Realtime Coverage in the TPF World
by Alan Sadowsky
The American College Dictionary defines coverage as follows:
cov.er.age noun 1. Insurance. The total extent of risk, or the total number of risks, as fire, accident, etc., covered in a policy of insurance.
That coverage is considered, or even actually defined as "insurance" cannot be emphasized enough. Most of us who are familiar with coverage organizations in TPF shops will certainly agree with these statements. For those of you not acquainted with coverage and the role it plays within TPF technical support areas, you're in for what I believe will be a very informative article.
Realtime coverage at TPF installations is quite different from coverage on any other type of operating system. The ultimate goal of coverage is to maintain and insure the ongoing availability of the operating system. In very simple terms, if the system comes down it is the responsibility of coverage to:
While it may appear simple enough on the surface, there are several critical issues that must be considered before discounting the role of the TPF coverage programmer. First of all, TPF is unique in the respect that it is the operating system of choice for companies that face extremely high volumes of transactions. The American Airlines Sabre system as an example handles in excess of 3000 messages-a-second. When a system like Sabre is hit with unscheduled downtime, the cost to American can run into the millions of dollars. The coverage programming staff must be able to react quickly to get the system back up and available to the user community.

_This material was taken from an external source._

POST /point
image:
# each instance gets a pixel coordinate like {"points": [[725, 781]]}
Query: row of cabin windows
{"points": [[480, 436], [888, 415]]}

The next challenge coverage has to face is the determination of what caused the problem in the first place. Here again, TPF presents a challenge in that the luxury of calling a vendor "hotline" does not exist. For those folks who have worked in other areas (like MVS), you know that in many cases when you have a problem with a particular product, you can pick up the phone and get help from the vendor directly. That's not the case with TPF! Assuming the problem occurs during the normal business day, the only person you might be able to turn to for help is your local IBM SE (Systems Engineer). If a problem has to be escalated to the TPF Development lab in Danbury, only the SE can initiate that process, and the time it could take for a response is frightening if you're in a "system down" situation. (See "Reporting TPF Software Bugs", ACP*TPF Today, September 1990) So who deals with the situation, and who analyzes the problem, and who fixes the code, and who repairs the database corruption, and who magically does it all before the Directors and Vice Presidents begin flocking to the data center? Who said "coverage"? Give that person a cookie!
In some cases, it's difficult to not put the cart before the horse. Sometimes conditions dictate an immediate IPL, and other times, it's best to determine what happened before bringing the system back up. As an example, indications of progressive database corruption would be reason enough to delay bringing the system up until the complete problem is understood and pinpointed.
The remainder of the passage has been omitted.